On the other hand, the result of the Public enterprises (EEPP) was 0.1% of GDP, improving 0.1% compared to the previous month, something that MEF attributed to the fall in stocks of crude oil and oil derivatives Ancap.
Regarding the result of the Non-monetary Public Sector (SPNM) was located at 3.3% of the GDP and, excluding the income of the FSS, reached 3.4%. Furthermore, the overall result of the BCU stood at 0.5% of GDP, with a decrease of 0.1% on a monthly basis.

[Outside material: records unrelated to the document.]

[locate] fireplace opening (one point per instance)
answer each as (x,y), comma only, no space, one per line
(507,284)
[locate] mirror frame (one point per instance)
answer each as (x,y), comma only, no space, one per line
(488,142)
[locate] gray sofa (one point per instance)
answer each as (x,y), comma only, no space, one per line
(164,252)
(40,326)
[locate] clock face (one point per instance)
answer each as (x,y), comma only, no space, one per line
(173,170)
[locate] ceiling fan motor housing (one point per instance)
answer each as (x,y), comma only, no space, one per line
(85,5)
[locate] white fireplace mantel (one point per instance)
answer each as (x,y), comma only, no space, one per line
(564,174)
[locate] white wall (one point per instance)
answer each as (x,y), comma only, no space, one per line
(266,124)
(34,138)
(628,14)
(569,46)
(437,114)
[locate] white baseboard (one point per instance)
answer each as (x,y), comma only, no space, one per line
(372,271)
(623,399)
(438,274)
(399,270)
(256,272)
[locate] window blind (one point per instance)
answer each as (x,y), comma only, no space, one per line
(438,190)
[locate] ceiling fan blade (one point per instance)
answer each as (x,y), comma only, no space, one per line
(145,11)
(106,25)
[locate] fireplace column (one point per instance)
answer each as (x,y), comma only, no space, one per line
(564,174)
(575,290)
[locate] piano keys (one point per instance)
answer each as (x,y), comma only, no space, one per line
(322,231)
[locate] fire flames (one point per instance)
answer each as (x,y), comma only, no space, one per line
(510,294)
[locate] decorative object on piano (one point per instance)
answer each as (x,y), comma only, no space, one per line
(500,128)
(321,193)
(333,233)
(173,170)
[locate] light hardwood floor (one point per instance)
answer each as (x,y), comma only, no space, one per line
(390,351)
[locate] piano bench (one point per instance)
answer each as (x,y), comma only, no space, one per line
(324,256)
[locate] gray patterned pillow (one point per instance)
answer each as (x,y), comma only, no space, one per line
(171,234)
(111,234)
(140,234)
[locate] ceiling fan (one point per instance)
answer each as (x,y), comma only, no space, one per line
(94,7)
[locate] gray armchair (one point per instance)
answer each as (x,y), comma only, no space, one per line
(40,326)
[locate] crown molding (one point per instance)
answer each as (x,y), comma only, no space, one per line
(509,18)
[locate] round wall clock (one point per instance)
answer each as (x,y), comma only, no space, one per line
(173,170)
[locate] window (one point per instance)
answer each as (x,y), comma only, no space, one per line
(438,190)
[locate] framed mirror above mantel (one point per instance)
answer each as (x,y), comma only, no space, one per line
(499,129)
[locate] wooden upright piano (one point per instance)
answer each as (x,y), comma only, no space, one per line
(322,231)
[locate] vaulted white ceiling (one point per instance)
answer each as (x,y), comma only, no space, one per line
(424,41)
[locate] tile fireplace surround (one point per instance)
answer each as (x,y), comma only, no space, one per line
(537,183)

Finally, the result of Global Public Sector (SPG) was 3.8% of the GDP, reaching 4% if the effect of the FSS.
Fitch closely follows the fiscal issue in Uruguay
The credit rating agency Fitch Ratings warned weeks ago that it closely follows the fiscal framework of Uruguay and considered that the country faces “a new pre-electoral test” due to the elections of 2024.
The firm, which on June 7 improved the Uruguayan sovereign rating of BBB to BBB with stable outlook, admitted that “fiscal projections could be revised further in light of the continued deterioration in 2023.” In that sense, they assured that “these pressures on the income and expense side are turning out to be greater than we expected.”
In any case, since Fitch believe that “the ability of the authorities to reverse the current fiscal deterioration and avoid the pre-electoral fiscal slide that has characterized Uruguay in the past will be a new test for the updated fiscal framework.”